Exercise - Train the Custom Vision service
Now it's time to upload your images and train the Custom Vision service.
Make sure you have about 30 images of your object that you want to use for training, that you're signed in to the Custom Vision portal, and on your project page.
Upload your images
For Bungee, we're going to start by uploading 15 images and see how well the Custom Vision AI can be trained on those.
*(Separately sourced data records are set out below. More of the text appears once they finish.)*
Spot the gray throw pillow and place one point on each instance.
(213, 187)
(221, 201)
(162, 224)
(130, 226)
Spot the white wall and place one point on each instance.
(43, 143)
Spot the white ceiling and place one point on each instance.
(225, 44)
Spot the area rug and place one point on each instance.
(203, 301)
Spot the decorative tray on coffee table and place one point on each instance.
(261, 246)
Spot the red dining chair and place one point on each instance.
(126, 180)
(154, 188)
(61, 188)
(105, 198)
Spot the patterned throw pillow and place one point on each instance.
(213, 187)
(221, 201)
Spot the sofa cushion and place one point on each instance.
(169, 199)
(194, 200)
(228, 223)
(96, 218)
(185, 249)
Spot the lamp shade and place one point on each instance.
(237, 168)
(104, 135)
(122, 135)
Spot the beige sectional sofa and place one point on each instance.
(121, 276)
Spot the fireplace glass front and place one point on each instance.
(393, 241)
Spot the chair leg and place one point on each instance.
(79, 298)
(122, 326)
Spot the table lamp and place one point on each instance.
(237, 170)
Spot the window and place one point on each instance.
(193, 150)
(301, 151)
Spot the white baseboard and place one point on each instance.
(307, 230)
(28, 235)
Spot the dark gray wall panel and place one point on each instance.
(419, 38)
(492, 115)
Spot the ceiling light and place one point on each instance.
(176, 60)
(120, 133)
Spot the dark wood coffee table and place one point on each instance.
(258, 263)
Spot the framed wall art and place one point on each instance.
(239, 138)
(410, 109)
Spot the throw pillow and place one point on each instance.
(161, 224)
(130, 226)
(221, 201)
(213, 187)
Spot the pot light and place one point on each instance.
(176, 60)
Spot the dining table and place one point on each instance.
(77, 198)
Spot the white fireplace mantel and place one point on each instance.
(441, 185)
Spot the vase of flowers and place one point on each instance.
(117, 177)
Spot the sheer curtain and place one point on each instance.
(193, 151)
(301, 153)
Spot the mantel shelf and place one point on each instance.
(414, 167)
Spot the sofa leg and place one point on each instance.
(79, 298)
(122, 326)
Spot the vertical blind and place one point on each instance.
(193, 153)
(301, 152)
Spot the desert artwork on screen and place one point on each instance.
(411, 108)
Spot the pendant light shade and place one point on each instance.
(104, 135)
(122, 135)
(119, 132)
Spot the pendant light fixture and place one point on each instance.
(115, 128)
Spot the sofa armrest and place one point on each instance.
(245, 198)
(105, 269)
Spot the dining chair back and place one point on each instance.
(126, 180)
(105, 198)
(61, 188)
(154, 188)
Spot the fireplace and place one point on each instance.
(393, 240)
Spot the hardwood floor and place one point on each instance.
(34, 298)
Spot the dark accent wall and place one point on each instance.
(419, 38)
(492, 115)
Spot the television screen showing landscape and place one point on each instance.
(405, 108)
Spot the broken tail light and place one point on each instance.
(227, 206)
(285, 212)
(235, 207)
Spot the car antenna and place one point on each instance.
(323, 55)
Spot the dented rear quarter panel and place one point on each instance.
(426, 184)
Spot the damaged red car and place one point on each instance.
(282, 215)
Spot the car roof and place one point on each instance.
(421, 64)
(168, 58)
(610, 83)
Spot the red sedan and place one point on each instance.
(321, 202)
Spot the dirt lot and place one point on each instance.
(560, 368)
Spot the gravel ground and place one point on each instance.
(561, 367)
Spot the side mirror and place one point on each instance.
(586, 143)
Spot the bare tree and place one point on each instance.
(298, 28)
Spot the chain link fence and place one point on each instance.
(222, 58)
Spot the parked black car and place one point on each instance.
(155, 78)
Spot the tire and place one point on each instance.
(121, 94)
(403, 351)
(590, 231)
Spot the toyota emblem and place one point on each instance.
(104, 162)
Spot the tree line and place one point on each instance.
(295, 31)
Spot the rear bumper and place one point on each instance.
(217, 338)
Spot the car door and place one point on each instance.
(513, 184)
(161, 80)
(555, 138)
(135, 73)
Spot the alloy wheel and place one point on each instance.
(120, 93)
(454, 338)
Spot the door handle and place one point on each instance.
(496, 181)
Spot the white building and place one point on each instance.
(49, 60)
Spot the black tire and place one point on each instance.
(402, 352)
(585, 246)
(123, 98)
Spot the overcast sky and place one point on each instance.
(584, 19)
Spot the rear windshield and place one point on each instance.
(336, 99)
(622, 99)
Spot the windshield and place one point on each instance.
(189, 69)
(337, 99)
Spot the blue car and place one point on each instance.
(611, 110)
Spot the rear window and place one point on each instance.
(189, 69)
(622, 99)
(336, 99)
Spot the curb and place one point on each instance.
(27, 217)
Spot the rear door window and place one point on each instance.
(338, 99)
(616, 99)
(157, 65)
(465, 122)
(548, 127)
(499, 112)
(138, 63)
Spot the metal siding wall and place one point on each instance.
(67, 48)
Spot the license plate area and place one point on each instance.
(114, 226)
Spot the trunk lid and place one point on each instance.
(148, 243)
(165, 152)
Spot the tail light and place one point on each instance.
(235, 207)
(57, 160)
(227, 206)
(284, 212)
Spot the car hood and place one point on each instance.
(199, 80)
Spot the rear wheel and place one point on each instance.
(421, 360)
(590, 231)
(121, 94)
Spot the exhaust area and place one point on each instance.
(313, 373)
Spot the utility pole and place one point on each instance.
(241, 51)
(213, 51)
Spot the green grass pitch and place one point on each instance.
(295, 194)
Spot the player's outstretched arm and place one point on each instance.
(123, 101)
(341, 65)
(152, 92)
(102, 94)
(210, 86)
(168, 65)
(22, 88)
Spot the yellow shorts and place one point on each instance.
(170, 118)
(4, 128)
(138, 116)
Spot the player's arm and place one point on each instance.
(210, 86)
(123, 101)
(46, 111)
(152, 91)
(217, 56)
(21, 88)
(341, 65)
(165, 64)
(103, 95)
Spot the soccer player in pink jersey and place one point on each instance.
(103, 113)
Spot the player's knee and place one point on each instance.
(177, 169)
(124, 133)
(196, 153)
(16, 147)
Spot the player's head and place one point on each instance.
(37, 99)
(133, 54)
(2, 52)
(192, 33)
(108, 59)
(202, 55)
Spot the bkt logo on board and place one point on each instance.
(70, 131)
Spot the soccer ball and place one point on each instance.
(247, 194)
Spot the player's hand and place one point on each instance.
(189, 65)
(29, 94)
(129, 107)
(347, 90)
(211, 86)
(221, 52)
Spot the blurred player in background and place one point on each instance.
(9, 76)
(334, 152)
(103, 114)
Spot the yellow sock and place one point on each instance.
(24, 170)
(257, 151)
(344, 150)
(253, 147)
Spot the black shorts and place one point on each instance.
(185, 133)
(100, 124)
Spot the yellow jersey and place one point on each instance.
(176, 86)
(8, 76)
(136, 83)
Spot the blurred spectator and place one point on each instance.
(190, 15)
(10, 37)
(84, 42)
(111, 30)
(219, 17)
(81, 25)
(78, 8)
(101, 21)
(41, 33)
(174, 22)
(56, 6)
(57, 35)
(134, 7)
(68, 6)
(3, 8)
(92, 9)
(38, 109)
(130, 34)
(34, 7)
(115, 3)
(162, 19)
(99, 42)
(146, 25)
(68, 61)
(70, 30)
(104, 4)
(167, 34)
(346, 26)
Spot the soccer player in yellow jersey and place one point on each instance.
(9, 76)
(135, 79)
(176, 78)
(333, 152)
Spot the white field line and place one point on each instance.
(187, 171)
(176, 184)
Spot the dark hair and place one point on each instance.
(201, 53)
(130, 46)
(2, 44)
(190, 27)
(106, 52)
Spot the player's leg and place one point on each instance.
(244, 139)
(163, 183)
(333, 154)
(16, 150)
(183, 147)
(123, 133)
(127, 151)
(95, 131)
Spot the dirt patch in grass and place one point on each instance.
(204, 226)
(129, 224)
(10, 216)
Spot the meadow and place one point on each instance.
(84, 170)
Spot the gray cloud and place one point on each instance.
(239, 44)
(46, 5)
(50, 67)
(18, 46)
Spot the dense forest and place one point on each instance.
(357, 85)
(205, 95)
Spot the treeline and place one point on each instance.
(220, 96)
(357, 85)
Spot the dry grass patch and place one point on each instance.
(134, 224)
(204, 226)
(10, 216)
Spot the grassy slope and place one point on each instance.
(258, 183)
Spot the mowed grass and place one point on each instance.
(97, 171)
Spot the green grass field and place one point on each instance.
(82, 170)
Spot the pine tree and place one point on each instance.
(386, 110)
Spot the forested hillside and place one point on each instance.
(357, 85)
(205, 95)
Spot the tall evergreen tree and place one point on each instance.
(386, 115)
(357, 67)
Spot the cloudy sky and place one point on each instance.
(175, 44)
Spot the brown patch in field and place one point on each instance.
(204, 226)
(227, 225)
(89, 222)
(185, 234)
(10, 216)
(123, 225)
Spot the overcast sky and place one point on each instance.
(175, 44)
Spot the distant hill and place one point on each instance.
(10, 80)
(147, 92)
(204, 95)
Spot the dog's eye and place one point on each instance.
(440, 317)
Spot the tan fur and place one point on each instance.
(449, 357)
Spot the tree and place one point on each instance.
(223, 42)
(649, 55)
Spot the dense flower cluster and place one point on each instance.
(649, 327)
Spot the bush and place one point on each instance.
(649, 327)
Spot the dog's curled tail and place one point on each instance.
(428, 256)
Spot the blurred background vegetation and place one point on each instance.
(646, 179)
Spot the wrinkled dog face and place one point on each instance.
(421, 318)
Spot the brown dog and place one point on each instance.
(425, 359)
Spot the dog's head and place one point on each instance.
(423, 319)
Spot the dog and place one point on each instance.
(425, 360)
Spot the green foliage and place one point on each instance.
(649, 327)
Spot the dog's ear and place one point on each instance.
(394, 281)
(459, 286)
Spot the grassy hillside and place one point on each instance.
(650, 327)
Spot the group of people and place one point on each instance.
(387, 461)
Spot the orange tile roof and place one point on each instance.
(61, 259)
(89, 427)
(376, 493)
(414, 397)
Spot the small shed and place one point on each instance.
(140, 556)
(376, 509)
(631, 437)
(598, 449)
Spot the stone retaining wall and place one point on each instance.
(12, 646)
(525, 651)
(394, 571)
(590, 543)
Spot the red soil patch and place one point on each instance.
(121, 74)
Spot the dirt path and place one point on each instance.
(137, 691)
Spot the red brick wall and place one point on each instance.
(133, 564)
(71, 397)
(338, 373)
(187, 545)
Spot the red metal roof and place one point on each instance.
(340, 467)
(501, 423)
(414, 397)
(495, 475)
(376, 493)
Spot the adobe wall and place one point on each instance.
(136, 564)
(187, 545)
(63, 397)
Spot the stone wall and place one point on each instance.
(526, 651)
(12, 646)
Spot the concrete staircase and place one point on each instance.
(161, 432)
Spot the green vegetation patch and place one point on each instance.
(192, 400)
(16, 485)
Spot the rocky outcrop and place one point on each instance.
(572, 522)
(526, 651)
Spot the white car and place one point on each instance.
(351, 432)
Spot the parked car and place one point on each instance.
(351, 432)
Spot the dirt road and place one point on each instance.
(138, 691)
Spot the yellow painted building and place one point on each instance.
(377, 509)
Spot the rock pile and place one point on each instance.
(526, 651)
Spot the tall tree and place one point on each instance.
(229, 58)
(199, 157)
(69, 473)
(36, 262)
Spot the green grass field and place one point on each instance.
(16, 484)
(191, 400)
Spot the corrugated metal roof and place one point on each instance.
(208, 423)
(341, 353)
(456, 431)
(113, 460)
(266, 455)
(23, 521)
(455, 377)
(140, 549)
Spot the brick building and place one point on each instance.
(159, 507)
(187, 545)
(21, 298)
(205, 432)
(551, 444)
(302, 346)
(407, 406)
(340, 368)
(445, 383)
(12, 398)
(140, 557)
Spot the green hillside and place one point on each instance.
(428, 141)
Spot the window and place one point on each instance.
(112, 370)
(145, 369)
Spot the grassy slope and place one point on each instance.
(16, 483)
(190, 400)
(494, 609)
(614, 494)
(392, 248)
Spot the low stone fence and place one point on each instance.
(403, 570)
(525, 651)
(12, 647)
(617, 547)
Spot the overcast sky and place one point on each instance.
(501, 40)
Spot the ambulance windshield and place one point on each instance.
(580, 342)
The images we're starting with show only Bungee, but from many different angles and types of lighting.
To get started training your AI, follow these steps:
- Select Add Images.
- Select the images that you want to use to train the AI.
- Select Upload X files, where X is the number of images you selected.
- Wait for your images to be uploaded.
- Select Done.
You should see all of your images added into the Custom Vision portal.
Tag your images
Now you need to tag your images. Select one image, and a window expands with the image inside of it. Select the image, and a box appears around the object. You can see AI already starting to work by identifying the lines and shapes we talked about in a previous unit. Adjust the box so that it fits your object exactly. Part of the success of the AI will be how much of the box it identifies as the object, so stick to the prominent features. For example, don't make the box super wide because there are a few hairs outside of it.
Add the tag for your object, select the + icon, and then move to the next image. Tag each of the images that you uploaded.
Note
You can tag more than one object in each image. If you want to tag multiple objects, you can do that in one step.
After you're done tagging all of the images, you should see them all in the Tagged area of your project.
Train on your tagged images
When you think you have enough images tagged, select Train in the top right of the portal. Choose Quick Training for the training type for this first iteration. You can try out Advanced Training later.
You should see your first training iteration happening. Here you will also find two sliders to allow you to have more control over the training and predictions of the AI.
Probability threshold
Each time the AI makes a prediction, it also provides a probability percentage. For example, it will say, "I am 80% confident that this is Bungee." The probability threshold is the threshold where the confidence has to be when training to determine if it predicted accurately. For example, if our probability threshold is 50% and the AI said that it was 45% sure the picture was Bungee and it was Bungee, that would not count as an accurate prediction.
Overlap threshold
As you might have noticed when you were tagging your images, the AI will not only provide a percentage of confidence that the object is in the image but also a bounding box around where it thinks the object is within the photo. If this threshold is at 30%, for example, at least 30% of the bounding box that the AI predicts contains the object has to be within the correct bounding box that you created when you tagged the images.